CNN basics

The problem with fully connected networks on images

A 256×256 color image has $256 \times 256 \times 3 = 196{,}608$ input values. A fully connected hidden layer with 1,000 neurons would require nearly 200 million weights just for the first layer — impractical to train and massively prone to overfitting.

More fundamentally, fully connected networks throw away the structure of images. A cat is a cat whether it appears in the top-left or bottom-right of the image, whether it is slightly rotated or slightly larger. Fully connected networks must relearn the concept of "cat" for every position independently. There is no sharing of knowledge across locations.

Convolutional Neural Networks (CNNs) exploit the structure of images — and any spatially organized data — to learn far more efficiently.

The key ideas: locality and weight sharing

Locality: features in images are local.
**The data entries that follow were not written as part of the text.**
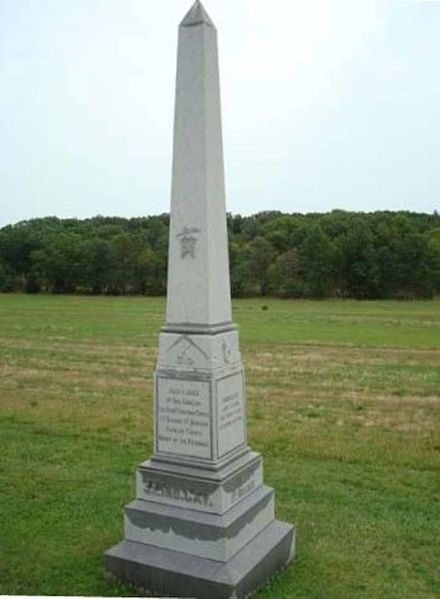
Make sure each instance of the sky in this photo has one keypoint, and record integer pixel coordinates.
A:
(326, 104)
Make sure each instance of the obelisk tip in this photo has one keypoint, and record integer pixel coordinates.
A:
(197, 15)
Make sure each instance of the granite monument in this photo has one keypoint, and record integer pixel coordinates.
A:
(202, 524)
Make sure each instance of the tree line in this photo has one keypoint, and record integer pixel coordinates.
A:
(337, 254)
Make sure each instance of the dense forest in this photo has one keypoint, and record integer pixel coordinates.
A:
(337, 254)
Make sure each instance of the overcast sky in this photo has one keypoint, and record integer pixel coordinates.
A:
(326, 104)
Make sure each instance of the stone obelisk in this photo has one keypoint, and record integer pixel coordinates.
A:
(202, 524)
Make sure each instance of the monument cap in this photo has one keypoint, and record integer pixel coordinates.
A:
(197, 15)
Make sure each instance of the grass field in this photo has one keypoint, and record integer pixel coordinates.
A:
(343, 402)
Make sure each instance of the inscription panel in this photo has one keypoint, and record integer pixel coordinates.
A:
(230, 413)
(183, 417)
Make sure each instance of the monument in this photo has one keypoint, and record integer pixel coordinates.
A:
(202, 524)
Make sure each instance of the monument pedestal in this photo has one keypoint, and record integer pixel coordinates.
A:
(202, 524)
(201, 533)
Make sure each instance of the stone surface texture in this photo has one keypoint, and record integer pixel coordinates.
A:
(202, 523)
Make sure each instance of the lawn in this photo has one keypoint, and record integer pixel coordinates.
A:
(343, 401)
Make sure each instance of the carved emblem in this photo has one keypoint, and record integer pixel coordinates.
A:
(188, 242)
(227, 352)
(185, 351)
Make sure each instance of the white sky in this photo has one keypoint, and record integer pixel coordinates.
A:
(326, 104)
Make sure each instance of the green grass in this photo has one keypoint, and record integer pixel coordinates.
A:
(342, 399)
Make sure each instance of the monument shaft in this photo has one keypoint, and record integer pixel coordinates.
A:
(198, 269)
(202, 524)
An edge, a corner, a texture is defined by a small region of neighboring pixels, not by pixels across the entire image. A neuron only needs to look at a small local patch to detect such a feature.

Weight sharing (translation equivariance): the same feature detector — the same edge detector, the same curve detector — is useful everywhere in the image. CNNs use the same set of weights (a filter or kernel) at every position, scanning across the image. This dramatically reduces the number of parameters and means the network automatically learns features that work regardless of where in the image they appear.

Convolution

A filter is a small weight matrix, typically $3 \times 3$ or $5 \times 5$ . It is slid across the input image, computing a dot product between the filter weights and the local patch of pixels at each position. The result is a 2D feature map — each value represents how strongly that filter's pattern was detected at that location.
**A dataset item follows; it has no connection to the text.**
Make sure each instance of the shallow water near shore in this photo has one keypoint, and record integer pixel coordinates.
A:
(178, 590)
A single filter detects one type of pattern. A convolutional layer applies many filters simultaneously, producing a stack of feature maps — one per filter. The network learns what filters to use during training.

Pooling

After a convolutional layer, pooling reduces the spatial dimensions of the feature maps. Max pooling takes the maximum activation in each small region (typically $2 \times 2$ ), halving the height and width.

Pooling provides:

Spatial invariance: if a feature is detected at any position within the pooling region, the output is the same — small translations do not change the result.
Computational efficiency: smaller feature maps reduce computation in later layers.

The CNN architecture

A typical CNN stacks:

Convolutional layer → detects local features.
Activation (ReLU) → introduces non-linearity.
Pooling → reduces spatial size, increases invariance.
Repeat — each successive block detects more abstract features.
Flatten → converts the final feature maps into a vector.
Fully connected layers → combine all detected features to make the final prediction.
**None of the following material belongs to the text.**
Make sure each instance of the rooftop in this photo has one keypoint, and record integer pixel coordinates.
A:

The early layers detect low-level features (edges, colors, textures). Middle layers detect intermediate patterns (corners, shapes). Later layers detect high-level concepts (eyes, faces, objects). This hierarchy is learned automatically from data.

Why CNNs dominate visual tasks

CNNs have three structural advantages over fully connected networks for images:

Parameter efficiency: weight sharing means many fewer parameters for the same capacity.
Spatial structure: filters explicitly exploit local spatial relationships.
Hierarchical representations: stacked convolutions build from simple to complex features naturally.

CNNs extended naturally from images to any data with a spatial or temporal grid structure — 1D CNNs for audio and text, 3D CNNs for video. They powered the deep learning revolution in computer vision from 2012 onward.